The 2020 Pediatric Rheumatology Symposium, originally scheduled for April 29 – May 2, was postponed due to COVID-19; therefore, abstracts were not presented as scheduled.
Session Type: ACR Abstract Session
Session Time: 4:15PM-5:15PM
Background/Purpose: Autoimmune diseases, including systemic lupus erythematosus (SLE), juvenile dermatomyositis (JDM), and Autoimmune Encephallitis (AE) arise due to dysregulation of the immune system and a breakdown in tolerance to self-antigen. The immunological profile in autoimmune diseases, and within clinically heterogeneous diseases such as SLE, are not well characterized in pediatric populations (Van Nieuwenhove, 2019). A better understanding of changes in the immunological profile during autoimmune pathogenesis may provide insight into disease pathophysiology, enable more precise disease classification and improved diagnosis, and suggest important targets for novel therapies. Rituximab is an anti-CD20 cytolytic antibody that is approved in the US and EU for treatment of lymphoma and vasculitis, but widely used in pediatric patients with a variety of autoimmune diseases (including SLE, JDM, AE, NMO) to selectively deplete B cells. Recent studies suggest that rituximab is also associated with perturbations in non-target lymphocytes that correlate with clinical outcomes. Data on the reconstitution of CD20+ B cells after rituximab treatment is lacking, and there is no consensus on optimal dosing schedule or monitoring of lymphocytes during rituximab treatment. Therefore, this study aimed to characterize target B-cell reconstitution in pediatric autoimmune disease, as well as to examine the off-target effects of rituximab in pediatric patients.

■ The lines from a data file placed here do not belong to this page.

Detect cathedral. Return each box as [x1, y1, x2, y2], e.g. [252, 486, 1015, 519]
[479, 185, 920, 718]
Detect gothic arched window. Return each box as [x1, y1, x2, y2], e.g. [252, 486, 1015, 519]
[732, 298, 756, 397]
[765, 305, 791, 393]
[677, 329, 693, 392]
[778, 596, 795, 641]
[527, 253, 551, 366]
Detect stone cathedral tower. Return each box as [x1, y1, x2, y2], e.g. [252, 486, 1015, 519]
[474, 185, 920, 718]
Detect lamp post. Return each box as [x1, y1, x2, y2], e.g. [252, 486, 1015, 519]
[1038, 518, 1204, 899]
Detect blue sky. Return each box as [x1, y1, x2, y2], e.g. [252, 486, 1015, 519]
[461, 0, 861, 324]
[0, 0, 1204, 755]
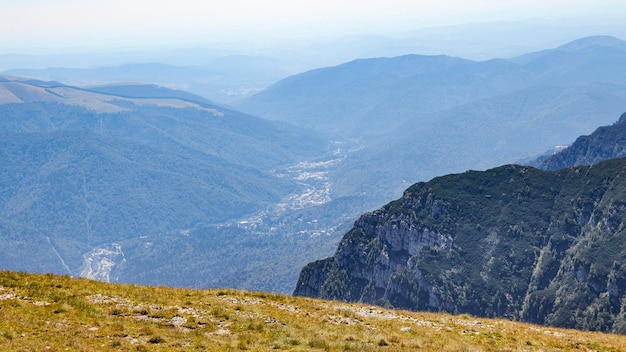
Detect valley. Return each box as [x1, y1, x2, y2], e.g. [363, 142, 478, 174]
[0, 32, 626, 338]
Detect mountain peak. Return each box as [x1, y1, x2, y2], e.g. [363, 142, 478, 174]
[557, 35, 626, 52]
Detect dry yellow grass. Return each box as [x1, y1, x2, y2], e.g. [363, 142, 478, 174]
[0, 272, 626, 351]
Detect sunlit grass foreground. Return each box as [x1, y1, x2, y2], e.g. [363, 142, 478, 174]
[0, 272, 626, 351]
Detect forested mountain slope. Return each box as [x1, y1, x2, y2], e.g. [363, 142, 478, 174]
[294, 159, 626, 333]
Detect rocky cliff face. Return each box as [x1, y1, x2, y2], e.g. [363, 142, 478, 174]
[536, 113, 626, 171]
[294, 159, 626, 333]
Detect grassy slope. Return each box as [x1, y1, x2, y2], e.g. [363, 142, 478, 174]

Methods: A retrospective review of patients aged 5-29 years of age treated with rituximab at a large tertiary hospital between 2014 and 2019 was performed. Peripheral blood lymphocytes including CD3+CD4+, CD3+CD8+, alpha/beta, gamma delta, memory and naive T cells, CD16+CD56+ NK cells, and CD19+ and CD20+ B cells were collected prior to and during rituximab treatment. Statistical analysis was performed using STATA/SE 16.0 (College Station, TX).
Results: 100 patients with autoimmune diagnosis codes, including SLE (n=24), JDM (n=14), and AE/NMO (n=57) who received rituximab were identified. The average number of lymphocyte enumeration panels performed per patient was 3 (range 1-11). Lymphocyte enumeration panels were collected 193 days from prior rituximab infusion (range 5-1696). Preliminary data showed there was no significant difference in CD4:CD8 T cell ratio across diagnoses. Initial results from the analysis of CD20+ B cell reconstitution in patients with SLE, JDM, and AE/NMO will be presented.
Conclusion: There is significant variability in the timing of lymphocyte monitoring during rituximab treatment. Further analysis of CD20+ B cell reconstitution can be used to generate standardized protocols for rituximab dosing interval protocols as well as lymphocyte monitoring interval.
To cite this abstract in AMA style:Cannon L, Johannes S, Dvergsten J. Immunological Profiles Following Treatment with Rituximab in Autoimmune Disease [abstract]. Arthritis Rheumatol. 2020; 72 (suppl 4). https://acrabstracts.org/abstract/immunological-profiles-following-treatment-with-rituximab-in-autoimmune-disease/. Accessed November 23, 2020.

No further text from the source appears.